- Born: September 9, 1916
- Died: June 7, 2008 (aged 91)
- Known for: Study of dreams
- Scientific career
- Fields: Parapsychology, psychiatry

= Montague Ullman =

American psychiatrist (1916–2008)

Montague Ullman (September 9, 1916 – June 7, 2008) was a psychiatrist, psychoanalyst and parapsychologist who founded the Dream Laboratory at the Maimonides Medical Center in Brooklyn, New York and for over three decades promoted public interest in dreams and dream sharing groups.

==Biography==

Ullman received his Bachelor of Science degree from the College of the City of New York in 1935 and graduated from the New York University School of Medicine in 1938. Ullman completed training in neurology and psychiatry and, after returning from military service, entered private practice in 1946. He completed his psychoanalytic training at the New York Medical College and served on the psychoanalytic faculty of that institution for 12 years, beginning in 1950. In the 1960s he pursued psychosomatic research in dermatology at the Skin and Cancer Unit of Bellevue Hospital and was associated with the Bellevue Stroke Study for four years.

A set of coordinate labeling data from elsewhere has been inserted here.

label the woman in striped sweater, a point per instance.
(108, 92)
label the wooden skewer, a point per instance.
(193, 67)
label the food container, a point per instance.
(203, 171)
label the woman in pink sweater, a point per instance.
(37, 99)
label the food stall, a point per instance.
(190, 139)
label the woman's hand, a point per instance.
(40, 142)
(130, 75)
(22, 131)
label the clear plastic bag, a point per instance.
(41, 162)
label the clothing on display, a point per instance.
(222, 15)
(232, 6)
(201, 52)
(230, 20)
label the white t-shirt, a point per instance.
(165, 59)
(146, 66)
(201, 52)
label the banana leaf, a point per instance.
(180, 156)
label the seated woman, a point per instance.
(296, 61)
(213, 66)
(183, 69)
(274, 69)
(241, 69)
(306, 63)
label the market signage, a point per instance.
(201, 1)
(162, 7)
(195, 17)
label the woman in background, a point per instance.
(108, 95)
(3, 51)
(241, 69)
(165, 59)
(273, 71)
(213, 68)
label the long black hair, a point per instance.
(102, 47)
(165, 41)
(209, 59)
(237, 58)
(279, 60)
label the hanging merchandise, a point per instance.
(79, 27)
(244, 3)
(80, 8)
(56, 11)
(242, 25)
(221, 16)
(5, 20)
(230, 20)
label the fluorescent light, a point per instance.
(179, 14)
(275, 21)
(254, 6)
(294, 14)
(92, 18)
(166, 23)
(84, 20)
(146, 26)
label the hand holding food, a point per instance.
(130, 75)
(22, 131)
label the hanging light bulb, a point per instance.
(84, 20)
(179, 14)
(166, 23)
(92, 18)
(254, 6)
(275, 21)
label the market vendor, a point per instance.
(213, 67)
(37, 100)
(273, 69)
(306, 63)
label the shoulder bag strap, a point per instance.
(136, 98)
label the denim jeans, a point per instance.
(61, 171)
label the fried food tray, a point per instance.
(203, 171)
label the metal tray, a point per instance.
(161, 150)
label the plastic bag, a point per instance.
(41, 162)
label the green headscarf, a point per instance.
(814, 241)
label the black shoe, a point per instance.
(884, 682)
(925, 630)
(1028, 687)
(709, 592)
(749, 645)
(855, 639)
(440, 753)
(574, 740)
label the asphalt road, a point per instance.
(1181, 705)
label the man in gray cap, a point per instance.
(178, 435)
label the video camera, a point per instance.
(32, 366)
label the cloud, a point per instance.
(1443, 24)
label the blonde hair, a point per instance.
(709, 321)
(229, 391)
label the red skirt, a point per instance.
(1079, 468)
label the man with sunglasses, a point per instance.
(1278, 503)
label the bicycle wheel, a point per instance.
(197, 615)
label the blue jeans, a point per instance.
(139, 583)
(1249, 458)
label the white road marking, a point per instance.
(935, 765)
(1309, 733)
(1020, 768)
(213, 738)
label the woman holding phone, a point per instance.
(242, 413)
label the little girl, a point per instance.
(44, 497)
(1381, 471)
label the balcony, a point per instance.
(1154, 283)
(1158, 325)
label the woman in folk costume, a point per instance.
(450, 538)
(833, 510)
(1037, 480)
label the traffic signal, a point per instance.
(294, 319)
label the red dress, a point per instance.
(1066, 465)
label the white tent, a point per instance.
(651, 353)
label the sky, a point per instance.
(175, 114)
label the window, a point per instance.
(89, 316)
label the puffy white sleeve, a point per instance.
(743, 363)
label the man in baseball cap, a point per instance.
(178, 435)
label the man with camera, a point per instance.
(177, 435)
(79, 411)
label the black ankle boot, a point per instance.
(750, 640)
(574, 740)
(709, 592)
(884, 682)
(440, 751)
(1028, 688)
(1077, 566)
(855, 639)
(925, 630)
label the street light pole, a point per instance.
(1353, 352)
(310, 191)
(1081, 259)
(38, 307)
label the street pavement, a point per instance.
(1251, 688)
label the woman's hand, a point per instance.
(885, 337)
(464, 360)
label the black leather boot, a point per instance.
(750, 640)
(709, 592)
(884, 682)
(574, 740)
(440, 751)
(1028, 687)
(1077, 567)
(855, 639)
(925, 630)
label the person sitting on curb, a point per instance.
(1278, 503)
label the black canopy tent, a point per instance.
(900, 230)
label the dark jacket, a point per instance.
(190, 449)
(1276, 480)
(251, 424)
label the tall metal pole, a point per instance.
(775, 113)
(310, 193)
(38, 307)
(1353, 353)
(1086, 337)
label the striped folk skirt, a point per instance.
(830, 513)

In 1961 he also founded one of the first sleep laboratories in New York City at the Maimonides Medical Center, devoted to the experimental study of dreams and telepathy.

Ullman resigned from Maimonides in 1974 and, since then, was engaged in work on dreams and dreaming. He was in the forefront of the movement to stimulate public interest in dreams and to encourage the development of dream sharing groups. Working in a small group setting that he believed to be both safe and effective, Ullman spent the last three decades of his life leading such groups both in the United States and overseas.

Ullman was also Clinical Professor of Psychiatry Emeritus at Albert Einstein College of Medicine and was a president of both the Parapsychological Association and of the American Society for Psychical Research. He served on the Council of Advisors for the Dream Network Journal from 1990 to 1994, and was honoured with a special edition of the journal in 2006 "A Tribute to Monte Ullman".

==Reception==

Ullman's dream telepathy experiments have not been independently replicated. James Alcock has written the dream telepathy experiments of Ullman and Stanley Krippner at Maimonides have failed to provide evidence for telepathy and "lack of replication is rampant."

The picture target experiments that were conducted by Krippner and Ullman, were criticized by C. E. M. Hansel. According to Hansel there were weaknesses in the design of the experiments in the way in which the agent became aware of their target picture. Only the agent should have known the target and no other person until the judging of targets had been completed, however, an experimenter was with the agent when the target envelope was opened. Hansel also wrote there had been poor controls in the experiment as the main experimenter could communicate with the subject.

An attempt to replicate the experiments that used picture targets was carried out by Edward Belvedere and David Foulkes. The finding was that neither the subject nor the judges matched the targets with dreams above chance level. Results from other experiments by Belvedere and Foulkes were also negative.

==Books==
- Ullman, Montague & Zimmerman, Nan. Working with Dreams, Los Angeles: Jeremy P. Tarcher Inc., 1979.
- Ullman, Montague & Limmer, Claire (editors). The Variety of Dream Experience, Second edition. New York: State University of New York Press, 1999.
- Vaughan, Alan; Ullman, Montague & Krippner, Stanley. Dream Telepathy. New York: Macmillan, 1973.
- Ullman, Montague. Appreciating Dreams - A Group Approach, Sage Publications, Thousand Oaks, California, 1996; republished by Cosimo Books, New York, 2006.